The battle between the Murugappa group and 3M for control of  Webdt India has entered a new phase, with the American conglomerate indicating that it is willing to sell its holding in the abrasives maker.

But a dispute over the price it is seeking to exit the joint venture with the Murugappa group company, Carborundum Universal (Cumi), could hamper a solution to an issue that is being adjudicated by the Company Law Board.

3M, whose products include the Scotch-Brite homecleaning range and Post-it notes, has told the Company Law Board that it is “not averse” to selling its 40% stake in Wendt to Carborundum, an executive of the Murugappa group told ET. But the valuation demanded by 3M, which is based on the market value of Wendt, is not acceptable to Murugappa group, Carborundum managing director K Srinivasan said.

Instead, 3M should settle for the valuation that was determined by KPMG, he added. 3M declined to comment. In 2010, by virtue of its nearly $500 million (Rs 2,500 crore) purchase of  Winterthur Technologies, 3M became an equal joint venture partner of Carborundum in Wendt India. Both hold almost a 40% stake each. But Carborundum objected to the deal, saying it had the first right of refusal to buy out shares of  Wendt GmbH (a German arm of Winterthur, which held the stake). Carborundum then moved the Company Law Board.

“They are expecting it to be at market and market plus premium, which is completely unacceptable because they bought it at a price of 12.8 million (Rs 85 crore) for their 40%,” Srinivasan told analysts in a conference call recently. Carborundum has now asked a court to appoint a valuer.

Another way of resolving it, he said, will be if 3M agrees to sell Wendt to Carborundum as per the fair valuation report of KPMG, based on which it acquired the Winterthur stakes.

“This is a fair way forward and in line with their argument that they did not violate the law of the land at the time of transaction, and that it was only a consequential event and not the intended target,” he wrote in an email. Wendt India posted a standalone net profit of Rs 3.5 crore in the third quarter, down from Rs 4.4 crore in the year-ago period.
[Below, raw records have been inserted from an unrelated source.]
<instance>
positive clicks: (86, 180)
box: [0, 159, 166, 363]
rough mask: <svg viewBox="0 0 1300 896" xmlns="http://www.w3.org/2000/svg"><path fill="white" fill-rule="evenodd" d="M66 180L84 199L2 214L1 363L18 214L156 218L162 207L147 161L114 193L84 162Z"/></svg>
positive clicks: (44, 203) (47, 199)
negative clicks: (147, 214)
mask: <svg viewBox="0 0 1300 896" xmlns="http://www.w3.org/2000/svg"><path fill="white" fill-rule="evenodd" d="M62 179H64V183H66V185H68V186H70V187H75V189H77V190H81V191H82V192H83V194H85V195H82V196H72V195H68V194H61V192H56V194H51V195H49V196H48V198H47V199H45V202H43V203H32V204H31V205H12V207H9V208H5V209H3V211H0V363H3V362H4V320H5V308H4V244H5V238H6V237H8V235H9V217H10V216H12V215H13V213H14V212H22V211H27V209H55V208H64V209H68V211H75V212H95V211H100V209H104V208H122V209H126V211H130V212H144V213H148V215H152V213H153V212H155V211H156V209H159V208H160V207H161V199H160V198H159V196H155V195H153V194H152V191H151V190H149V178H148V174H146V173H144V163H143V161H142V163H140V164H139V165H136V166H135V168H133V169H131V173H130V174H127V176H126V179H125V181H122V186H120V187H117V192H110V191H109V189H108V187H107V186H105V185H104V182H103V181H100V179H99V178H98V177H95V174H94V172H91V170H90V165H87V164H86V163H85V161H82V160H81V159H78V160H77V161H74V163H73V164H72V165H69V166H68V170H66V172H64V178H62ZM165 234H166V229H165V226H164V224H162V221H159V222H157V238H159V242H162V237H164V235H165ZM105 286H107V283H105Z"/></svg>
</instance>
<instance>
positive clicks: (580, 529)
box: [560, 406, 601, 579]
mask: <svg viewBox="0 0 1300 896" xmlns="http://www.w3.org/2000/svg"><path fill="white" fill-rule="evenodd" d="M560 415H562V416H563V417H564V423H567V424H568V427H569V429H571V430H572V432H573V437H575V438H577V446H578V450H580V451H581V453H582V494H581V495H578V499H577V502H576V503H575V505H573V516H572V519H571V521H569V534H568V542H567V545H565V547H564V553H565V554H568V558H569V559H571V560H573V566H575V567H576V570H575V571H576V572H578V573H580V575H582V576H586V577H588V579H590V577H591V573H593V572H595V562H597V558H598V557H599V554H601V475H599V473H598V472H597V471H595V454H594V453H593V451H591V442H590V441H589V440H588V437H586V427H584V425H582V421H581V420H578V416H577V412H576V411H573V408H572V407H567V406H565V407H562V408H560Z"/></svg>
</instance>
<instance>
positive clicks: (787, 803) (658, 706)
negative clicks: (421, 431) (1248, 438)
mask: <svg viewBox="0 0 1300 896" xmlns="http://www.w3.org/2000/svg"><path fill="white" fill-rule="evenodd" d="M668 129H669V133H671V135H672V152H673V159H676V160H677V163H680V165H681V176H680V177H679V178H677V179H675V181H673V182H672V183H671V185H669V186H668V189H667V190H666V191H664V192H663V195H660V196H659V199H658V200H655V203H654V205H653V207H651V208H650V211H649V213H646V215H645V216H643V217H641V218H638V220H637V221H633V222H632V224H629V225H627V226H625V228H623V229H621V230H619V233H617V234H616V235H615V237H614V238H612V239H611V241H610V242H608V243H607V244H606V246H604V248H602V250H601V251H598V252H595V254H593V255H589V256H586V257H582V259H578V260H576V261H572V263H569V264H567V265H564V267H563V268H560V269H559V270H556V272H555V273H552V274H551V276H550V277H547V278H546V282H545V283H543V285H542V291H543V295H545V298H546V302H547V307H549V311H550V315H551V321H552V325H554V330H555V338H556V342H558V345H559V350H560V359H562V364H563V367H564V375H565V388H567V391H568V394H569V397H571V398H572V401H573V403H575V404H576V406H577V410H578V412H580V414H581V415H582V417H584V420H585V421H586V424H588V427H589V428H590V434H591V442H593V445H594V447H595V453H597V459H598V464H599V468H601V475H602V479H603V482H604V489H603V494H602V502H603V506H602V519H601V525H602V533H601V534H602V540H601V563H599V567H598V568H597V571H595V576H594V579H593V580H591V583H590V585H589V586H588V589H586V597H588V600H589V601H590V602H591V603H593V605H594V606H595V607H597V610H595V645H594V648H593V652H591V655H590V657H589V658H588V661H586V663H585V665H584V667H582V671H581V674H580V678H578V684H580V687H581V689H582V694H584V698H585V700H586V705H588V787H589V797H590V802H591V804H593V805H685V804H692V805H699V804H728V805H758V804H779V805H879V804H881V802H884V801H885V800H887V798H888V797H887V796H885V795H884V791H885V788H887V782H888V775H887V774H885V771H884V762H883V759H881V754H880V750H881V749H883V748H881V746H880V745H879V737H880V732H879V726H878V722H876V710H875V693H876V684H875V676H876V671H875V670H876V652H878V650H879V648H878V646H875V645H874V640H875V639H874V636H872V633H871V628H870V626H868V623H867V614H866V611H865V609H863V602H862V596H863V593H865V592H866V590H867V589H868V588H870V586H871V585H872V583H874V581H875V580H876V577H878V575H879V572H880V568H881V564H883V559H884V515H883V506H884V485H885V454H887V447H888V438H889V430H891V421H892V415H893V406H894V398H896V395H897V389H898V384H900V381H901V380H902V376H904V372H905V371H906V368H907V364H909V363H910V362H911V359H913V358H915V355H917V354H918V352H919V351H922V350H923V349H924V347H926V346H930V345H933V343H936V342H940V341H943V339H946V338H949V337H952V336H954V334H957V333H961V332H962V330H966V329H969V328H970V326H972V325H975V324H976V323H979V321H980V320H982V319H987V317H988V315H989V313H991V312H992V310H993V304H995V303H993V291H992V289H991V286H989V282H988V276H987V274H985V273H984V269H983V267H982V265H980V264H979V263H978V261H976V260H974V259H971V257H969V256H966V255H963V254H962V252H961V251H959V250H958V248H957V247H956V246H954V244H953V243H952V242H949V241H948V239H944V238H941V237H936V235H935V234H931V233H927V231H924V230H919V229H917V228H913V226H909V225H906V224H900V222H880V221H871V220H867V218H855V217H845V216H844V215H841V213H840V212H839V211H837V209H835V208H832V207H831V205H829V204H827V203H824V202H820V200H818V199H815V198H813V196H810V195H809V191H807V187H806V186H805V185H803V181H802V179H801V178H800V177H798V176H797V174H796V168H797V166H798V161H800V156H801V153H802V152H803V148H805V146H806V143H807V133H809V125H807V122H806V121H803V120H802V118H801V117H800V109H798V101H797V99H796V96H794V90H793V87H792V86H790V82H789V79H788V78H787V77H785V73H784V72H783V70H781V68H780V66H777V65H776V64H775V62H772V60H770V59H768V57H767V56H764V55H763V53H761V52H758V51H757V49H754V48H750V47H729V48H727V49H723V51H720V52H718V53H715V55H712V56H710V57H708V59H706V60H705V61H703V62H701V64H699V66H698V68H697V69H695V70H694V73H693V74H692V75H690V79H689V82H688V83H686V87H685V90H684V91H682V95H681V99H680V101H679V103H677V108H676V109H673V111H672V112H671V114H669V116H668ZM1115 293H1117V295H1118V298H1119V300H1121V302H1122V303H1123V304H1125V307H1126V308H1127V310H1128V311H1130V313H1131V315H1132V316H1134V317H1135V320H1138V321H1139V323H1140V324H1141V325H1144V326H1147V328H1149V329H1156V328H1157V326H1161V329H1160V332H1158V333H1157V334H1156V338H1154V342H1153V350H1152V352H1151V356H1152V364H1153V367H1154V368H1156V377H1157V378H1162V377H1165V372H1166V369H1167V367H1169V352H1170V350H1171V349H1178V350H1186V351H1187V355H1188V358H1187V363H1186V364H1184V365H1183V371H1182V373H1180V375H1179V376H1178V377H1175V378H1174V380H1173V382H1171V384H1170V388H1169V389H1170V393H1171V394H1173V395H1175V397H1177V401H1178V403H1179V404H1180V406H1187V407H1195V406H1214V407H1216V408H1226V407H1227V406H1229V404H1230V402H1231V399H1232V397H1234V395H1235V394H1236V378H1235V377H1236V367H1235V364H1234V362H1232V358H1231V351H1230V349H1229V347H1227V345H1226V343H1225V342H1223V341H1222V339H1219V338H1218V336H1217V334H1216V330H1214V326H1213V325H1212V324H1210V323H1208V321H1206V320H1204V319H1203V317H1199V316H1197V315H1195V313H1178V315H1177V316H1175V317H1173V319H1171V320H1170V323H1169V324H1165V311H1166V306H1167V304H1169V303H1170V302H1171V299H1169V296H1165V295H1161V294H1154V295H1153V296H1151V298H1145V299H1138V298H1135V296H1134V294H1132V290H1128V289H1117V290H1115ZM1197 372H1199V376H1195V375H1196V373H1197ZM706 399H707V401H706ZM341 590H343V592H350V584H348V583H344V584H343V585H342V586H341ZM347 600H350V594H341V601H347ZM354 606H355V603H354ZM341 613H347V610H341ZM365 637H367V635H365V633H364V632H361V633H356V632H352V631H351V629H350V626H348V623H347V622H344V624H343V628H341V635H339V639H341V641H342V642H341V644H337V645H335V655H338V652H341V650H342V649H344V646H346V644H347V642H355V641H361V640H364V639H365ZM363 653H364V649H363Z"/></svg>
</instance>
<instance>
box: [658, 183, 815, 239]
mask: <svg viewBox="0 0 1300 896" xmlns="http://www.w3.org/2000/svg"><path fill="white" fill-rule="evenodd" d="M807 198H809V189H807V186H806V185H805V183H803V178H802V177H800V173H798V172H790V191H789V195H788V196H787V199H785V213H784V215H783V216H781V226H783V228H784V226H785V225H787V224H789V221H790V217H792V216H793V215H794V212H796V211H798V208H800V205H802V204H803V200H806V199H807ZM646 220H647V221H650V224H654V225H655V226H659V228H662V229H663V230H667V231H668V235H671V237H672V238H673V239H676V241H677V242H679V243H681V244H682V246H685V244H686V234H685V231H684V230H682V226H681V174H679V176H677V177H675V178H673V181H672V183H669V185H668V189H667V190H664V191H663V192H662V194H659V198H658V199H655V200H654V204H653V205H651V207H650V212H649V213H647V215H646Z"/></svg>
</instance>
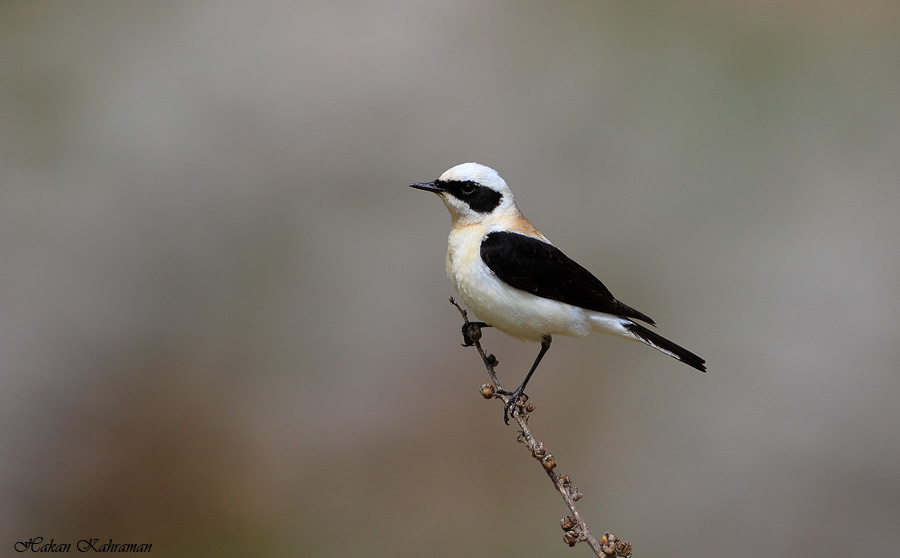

Revenue increased to Rs 24 crore, from Rs 22 crore.

Its shares have risen over 32% so far this year. If and when 3M’s exit comes, it will be the first time Wendt India will be without a foreign partner in the 32 years of its existence. It started in 1980 as a JV between Wendt GmbH and the House of Khataus. In 1991, Cumi replaced the Khataus. But the Murugappa group isn’t worried about this.

“There have been three ownership changes in five years at the Wendt GmbH that end with all its attendant uncertainty, disruption and changes. Wendt India has in the process learnt to live without the support of foreign JV partner. The eventual sellout of the 40% stake by 3M will only complete the process running for five years now,” said Srinivasan.

He added: “The old Wendt GmbH team with which Wendt India worked well for 27 years is all but gone in the repeated ownership changes. Today, it’s lawyers who are talking, not engineers and technocrats who worked with the joint venture all these years. Carborundum has all along ensured that Wendt (India) is well managed and well run.”